How do you keep the sun down on a bright and clear day, especially if it's been tethered to the ground for years?
Well, if it's a sun called, "Ray", an enormous parade balloon, and "today's the day," there isn't much you can do but watch it slip away.
(And if you're like me and enjoy seeing a balloon get free, if only to imagine how far it might go, maybe you smile and blow a bit of air his way.)
Just in time for the Thanksgiving Macy's Day parade comes a sweet, simple story of a trusty old helium balloon that tires of being obedient, takes to the sky and never looks back.
The day Ray got away, the morning sun painted the sky orange-red as balloons gussied themselves up in a warehouse and one fretted about cramped conditions backstage.
The Big Fat Cartoon Cat and the Superheroes watched their tummies swell with helium, as the Moose groused about where to put his antlers, which stuck out from his head like wings.
The new balloon, a zippy little jet plane, was doing what all new recruits do, whirring about the hanger-sized room and jockeying to be first in the parade.
And Ray? Well, he woke with a smile, as he always did, given the huge toothy smile permanently printed on his fabric, and he quietly rose to the ceiling of the warehouse, as air pumped into him from below.
Gazing out the big windows of the warehouse, the patched-up fellow declared, "This is the Day," but was it really? All the other balloons thought Ray was dreaming. After all, he'd never tried to cut loose before.
Still, when it was time to be led out, rope by rope by rope, they all wondered if Ray would break free and every one of them held their breath, though one could say they had no choice but to suck it in. Holding air, after all, is what they do.
Sidewalks flanked by towering buildings were packed with fans and not one of the fans was disappointed with what they saw. Each balloon strutted above the street, holding its position, allowing itself to be led.
The superheroes soared with arms stretched before them or flexed their bulgy arms, the tuxedo-clad cat smirked, and the Moose, despite his gangly antlers, didn't once get hung up on a tower.
But then, everything changed.
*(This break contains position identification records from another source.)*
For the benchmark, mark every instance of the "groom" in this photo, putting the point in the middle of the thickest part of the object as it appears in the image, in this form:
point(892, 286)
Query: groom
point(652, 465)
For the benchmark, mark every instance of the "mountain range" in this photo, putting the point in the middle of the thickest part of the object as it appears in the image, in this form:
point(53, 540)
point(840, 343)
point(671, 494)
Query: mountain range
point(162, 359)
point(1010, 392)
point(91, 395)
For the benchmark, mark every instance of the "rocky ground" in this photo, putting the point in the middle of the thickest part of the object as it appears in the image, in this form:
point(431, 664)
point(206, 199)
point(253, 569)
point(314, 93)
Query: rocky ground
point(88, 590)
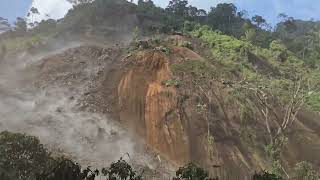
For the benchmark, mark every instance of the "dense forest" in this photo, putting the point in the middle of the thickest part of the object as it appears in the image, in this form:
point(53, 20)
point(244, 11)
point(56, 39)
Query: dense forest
point(273, 73)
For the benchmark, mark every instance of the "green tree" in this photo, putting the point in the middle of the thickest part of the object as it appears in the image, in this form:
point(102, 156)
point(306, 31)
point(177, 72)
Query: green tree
point(259, 20)
point(22, 157)
point(21, 25)
point(178, 7)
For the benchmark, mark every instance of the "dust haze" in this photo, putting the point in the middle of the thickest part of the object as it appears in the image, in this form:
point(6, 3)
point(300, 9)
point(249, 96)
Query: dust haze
point(52, 113)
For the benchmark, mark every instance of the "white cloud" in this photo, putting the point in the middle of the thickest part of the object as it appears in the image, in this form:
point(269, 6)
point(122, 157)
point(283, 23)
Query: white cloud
point(54, 9)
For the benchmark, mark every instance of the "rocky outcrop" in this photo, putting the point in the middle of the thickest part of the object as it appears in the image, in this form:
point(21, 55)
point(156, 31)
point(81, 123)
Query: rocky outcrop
point(152, 108)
A shout rang out. Cords began to snap and a handler yelled that Ray was loose. "Try to grab his foot, er, ray!" he shouted so loudly you could see right back to his Adam's apple.
On camera, handlers confided to reporters that they'd heard rumors of a break-out, an uprising was due. Then the parade slowed to a dismal close; it was time to put the rest of the balloons away.
But why, wondered the handlers, was it tougher than ever to pull them in?
Smartly illustrated in a cartoon style, much the way real-life parade balloons are designed, this exhilarating book makes you wish you could float away, just once, and touch the sky.